Upon arriving at the meeting on a crisp Tuesday morning — a nice change from the humid summer temps I had been experiencing in the former swampland of Northern Virginia/Washington, D.C. — I noticed that there was some great signage touting “Heartland Energy.”  My sleuthing skills took over and I quickly verified that a new brand was going to be unveiled for the group. As was described by Ann Hyland, chief communications officer, and Russ Olson, president and CEO, after doing a thorough job vetting the look and feel of the brand and the direction of the organization, the Board of Directors chose a name that included the term “energy” to convey action and forward movement while also depicting the literal delivery of energy the group provides to its member communities and keeping the term “Heartland.”

Heartland Energy has an incredible reputation among policymakers in South Dakota, as evidenced by participation in/attendance at their event by Governor Kristi Noem, staff members from the offices of both the state’s U.S. senators, state representatives, and commissioners from the Public Utility Commission (even though public power utilities are not directly regulated by the PUC), and the state economic development office. This is no fluke. Russ and his team focus on these relationships. These policymakers also recognize the tremendous value Heartland has provided South Dakota and the other states it serves through affordable and reliable electric rates and a major focus on economic development.

Heartland is one of about 60 joint action agencies across the country that aim to do the same thing for their member communities. The joint action model, which was pushed by many public power leaders, first in the 1950s and ‘60s and continuing into today, is so powerful because it pools the resources of small and medium communities to enable solutions they likely would not be able to achieve on their own. It marries the on-the-ground, specific community attributes that public power utilities embody with the economies of scale that can enable these communities to optimize their power supply, transmission access, and economic development priorities. The joint action model also allows communities to address other, more recent, challenges like managing supply chains, cybersecurity, and sharing line workers. 

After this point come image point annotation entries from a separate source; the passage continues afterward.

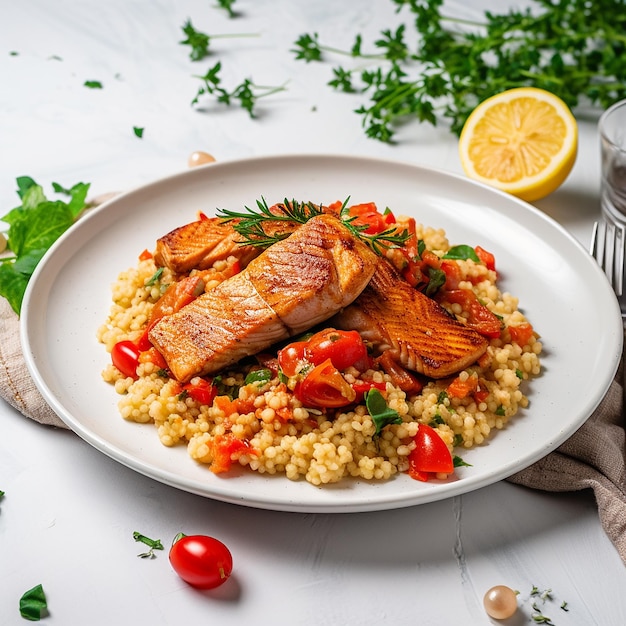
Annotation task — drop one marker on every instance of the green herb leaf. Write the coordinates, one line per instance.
(33, 227)
(153, 544)
(33, 604)
(381, 414)
(262, 376)
(461, 252)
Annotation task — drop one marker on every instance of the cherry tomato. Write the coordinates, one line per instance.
(203, 562)
(343, 347)
(125, 356)
(430, 455)
(292, 357)
(324, 386)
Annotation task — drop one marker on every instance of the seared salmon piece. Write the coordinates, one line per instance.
(199, 244)
(296, 283)
(421, 335)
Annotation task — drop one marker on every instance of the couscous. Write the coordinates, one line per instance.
(253, 414)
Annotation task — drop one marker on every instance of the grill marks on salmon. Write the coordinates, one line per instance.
(199, 244)
(296, 283)
(421, 335)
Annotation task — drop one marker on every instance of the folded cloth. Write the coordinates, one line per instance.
(16, 385)
(594, 457)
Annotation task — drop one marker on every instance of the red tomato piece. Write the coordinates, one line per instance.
(203, 562)
(325, 387)
(292, 358)
(125, 356)
(343, 347)
(430, 454)
(486, 257)
(522, 333)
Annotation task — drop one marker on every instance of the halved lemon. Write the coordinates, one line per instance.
(523, 141)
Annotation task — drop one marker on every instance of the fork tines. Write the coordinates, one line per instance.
(607, 247)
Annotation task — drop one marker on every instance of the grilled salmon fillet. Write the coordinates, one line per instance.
(293, 285)
(199, 244)
(420, 333)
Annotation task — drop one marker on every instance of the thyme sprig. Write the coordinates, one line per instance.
(253, 222)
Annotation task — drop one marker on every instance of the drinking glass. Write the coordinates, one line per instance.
(612, 127)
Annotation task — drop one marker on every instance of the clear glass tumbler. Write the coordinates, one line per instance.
(612, 127)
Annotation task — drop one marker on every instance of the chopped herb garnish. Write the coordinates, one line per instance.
(252, 222)
(33, 604)
(262, 376)
(153, 544)
(438, 67)
(459, 462)
(461, 252)
(228, 5)
(33, 227)
(381, 414)
(246, 93)
(153, 279)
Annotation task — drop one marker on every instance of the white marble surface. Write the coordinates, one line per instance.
(69, 512)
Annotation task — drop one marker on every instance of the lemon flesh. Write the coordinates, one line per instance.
(523, 141)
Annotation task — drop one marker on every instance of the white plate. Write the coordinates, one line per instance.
(560, 287)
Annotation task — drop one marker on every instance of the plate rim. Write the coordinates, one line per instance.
(380, 502)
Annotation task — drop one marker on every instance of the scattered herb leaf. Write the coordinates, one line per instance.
(381, 414)
(153, 544)
(33, 604)
(435, 66)
(33, 227)
(246, 93)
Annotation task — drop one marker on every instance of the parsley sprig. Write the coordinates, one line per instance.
(438, 67)
(252, 223)
(246, 93)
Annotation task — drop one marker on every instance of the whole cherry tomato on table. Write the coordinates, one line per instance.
(203, 562)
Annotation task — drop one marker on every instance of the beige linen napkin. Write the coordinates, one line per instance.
(594, 457)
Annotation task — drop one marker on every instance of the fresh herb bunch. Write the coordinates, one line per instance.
(252, 224)
(246, 93)
(575, 49)
(33, 227)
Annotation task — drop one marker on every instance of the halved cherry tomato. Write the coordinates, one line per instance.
(430, 455)
(125, 356)
(480, 318)
(325, 387)
(486, 257)
(343, 347)
(203, 562)
(201, 390)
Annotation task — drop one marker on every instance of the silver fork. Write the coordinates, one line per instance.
(608, 244)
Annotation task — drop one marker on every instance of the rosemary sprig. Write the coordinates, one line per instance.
(252, 224)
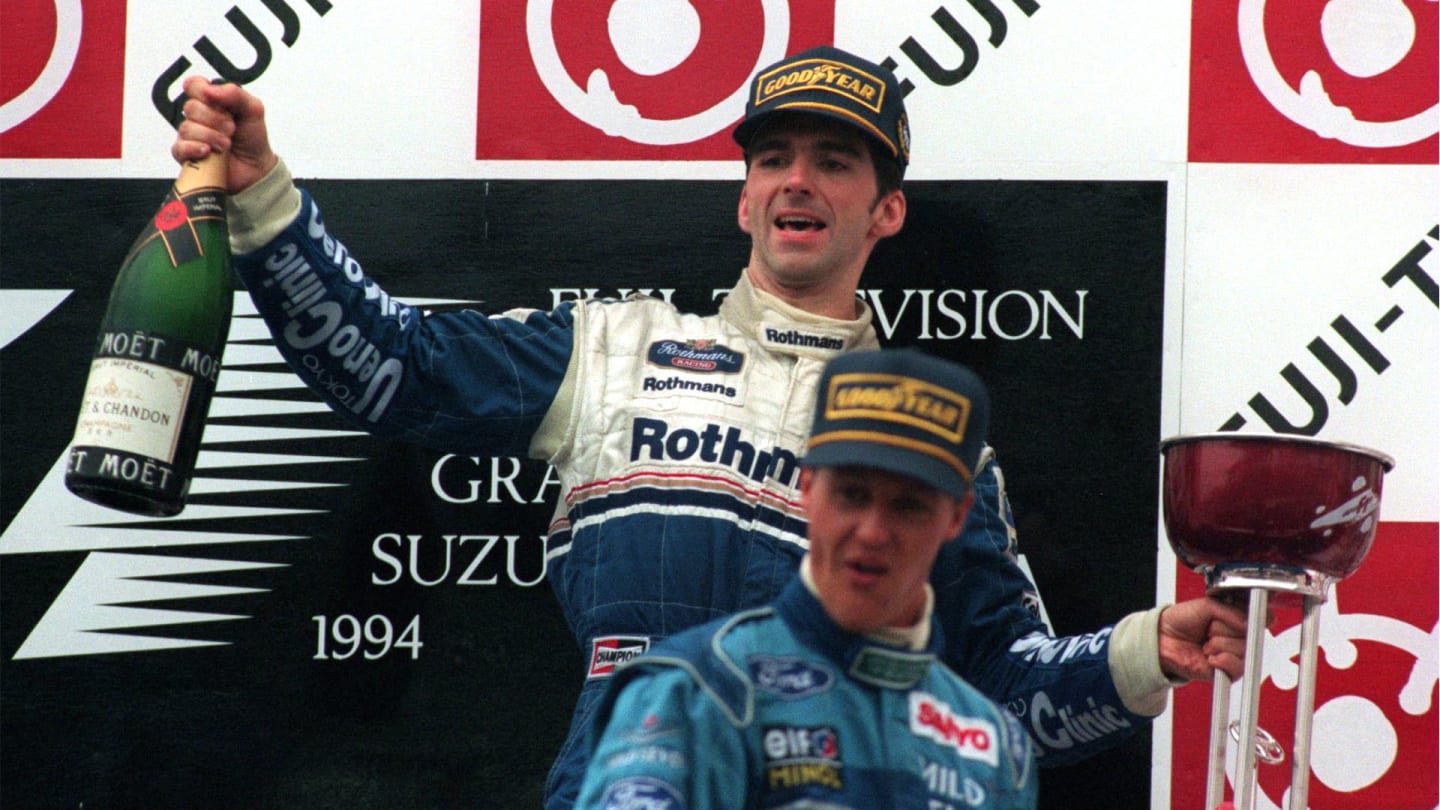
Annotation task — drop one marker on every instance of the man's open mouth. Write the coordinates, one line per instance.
(798, 224)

In short, what Heartland Energy and other joint action agencies do is expand and strengthen the heart of public power so that it can beat in places it might not have otherwise: in state legislatures and governors’ offices, in regional transmission organizations’ planning committees, on the member representative committees of reliability groups, and in state economic development discussions. That public power heart beats strongly and loudly to the benefit of the customers they serve – families, the elderly, students, small-, medium-, and large businesses, and non-profit groups.

Heartland Energy CEO Russ Olson and APPA CEO Joy Ditto in Madison, South Dakota
Joy Ditto and Heartland Energy CEO Russ Olson in Madison, SD.